October Retrograde
Tonight is Halloween, the beginning of the Celtic New Year, Samhain (Sow-in), and the start of Mercury in Retrograde. That’s quite a combination! It’s a time of year when traditionally we hear about the thinning of the veil between worlds, and when we feel the shift into a different season and a different place on the wheel. As every plan I made for the day went awry, I decided to do something to slow down and lean into the day. I sat with what kind of ritual that might be, and I remembered a course I’d previously enrolled in by the wonderful One Willow Apothecaries called “Herbs for the Otherworld,” and yet had never started. Perfect.
Listening to the beginning of the course, I was reminded of how much I love the synchronicity of different lineages of shamanism, when the same concept or practice emerges but perhaps in a different way. In the case of Asia Suler’s course, it delves more deeply into Celtic shamanism, particularly Samhain. She said that “beginnings actually start in a dark place,” and referenced a seed being placed in the ground to germinate. Samhain, after all, is the beginning of the Celtic New Year and yet in a dark time of year more often associated by many with an end, or death.

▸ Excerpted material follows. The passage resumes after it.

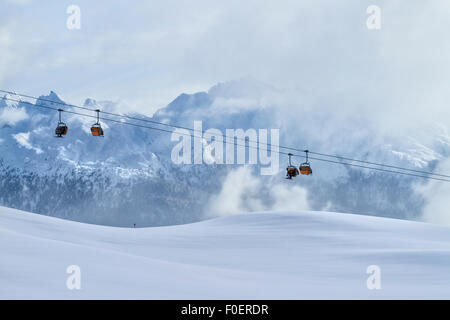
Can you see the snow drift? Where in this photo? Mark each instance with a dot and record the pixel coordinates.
(267, 255)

In shamanic work, we have to get comfortable with the death cycle, with shadow. A caterpillar makes a cocoon to transform and emerge as a moth. How often have we experienced this same feeling in shamanic work ourselves? Retrograde itself has a pre-shadow and post-shadow stage, where we prepare and then process or integrate the shadow work. For those of you who have had the Bands of Power installed, what is the first band? The black band, the element of Earth, the one that grounds us and where we plant the seeds of our becoming.
It’s interesting that we are so conditioned by popular culture and other programming to fear darkness, to mistrust it and ourselves. We find ourselves so disconnected from our own consciousness and the consciousness of the Earth that we are disconnected from the cycle of life itself and end up in a state of imbalance that gets reflected in our external world.

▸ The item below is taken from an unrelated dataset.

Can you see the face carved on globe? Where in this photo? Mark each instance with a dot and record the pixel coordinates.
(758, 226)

It is that disconnect that needs to heal. Asia Suler talks about the creation stories in the Celtic tradition that describe a split into two branches between those who chose the physical (human) and those who chose consciousness (the fairy folk, ancestors and more). The Otherworld is animated by Spirit and consciousness and is where these fairy folk and others reside. As opposed to being separate, it is “interwoven with the fabric of the earth itself” forming a parallel reality.
Listening to this story, it reminded me of how humans are generally stuck in the Literal (in their head, or physical) and Symbolic, and shaman help guide people to where they can heal by working at the Mythic and Energetic. In this way, and through that work, people remember who they are and begin working with what Asia calls the Otherworld in ways they perhaps weren’t ready or able to before. That change in perception from separation to being one opens up a whole new world of guidance and possibility, offering an opportunity for ayni, or right balance.
So as we move into this period of Retrograde shadow, perhaps we can treat it as a beginning. A cocoon, or chrysalis. In darkness, our senses become sharp and we are forced to tune-in in a different way. Listen and feel where you are in relationship with yourself and with the Earth. Ask yourself what areas of your personal work made themselves known in the run-up to this Retrograde and what the opportunity is during this shadow or darkness to transform. Celebrate the change in seasons and drink deeply.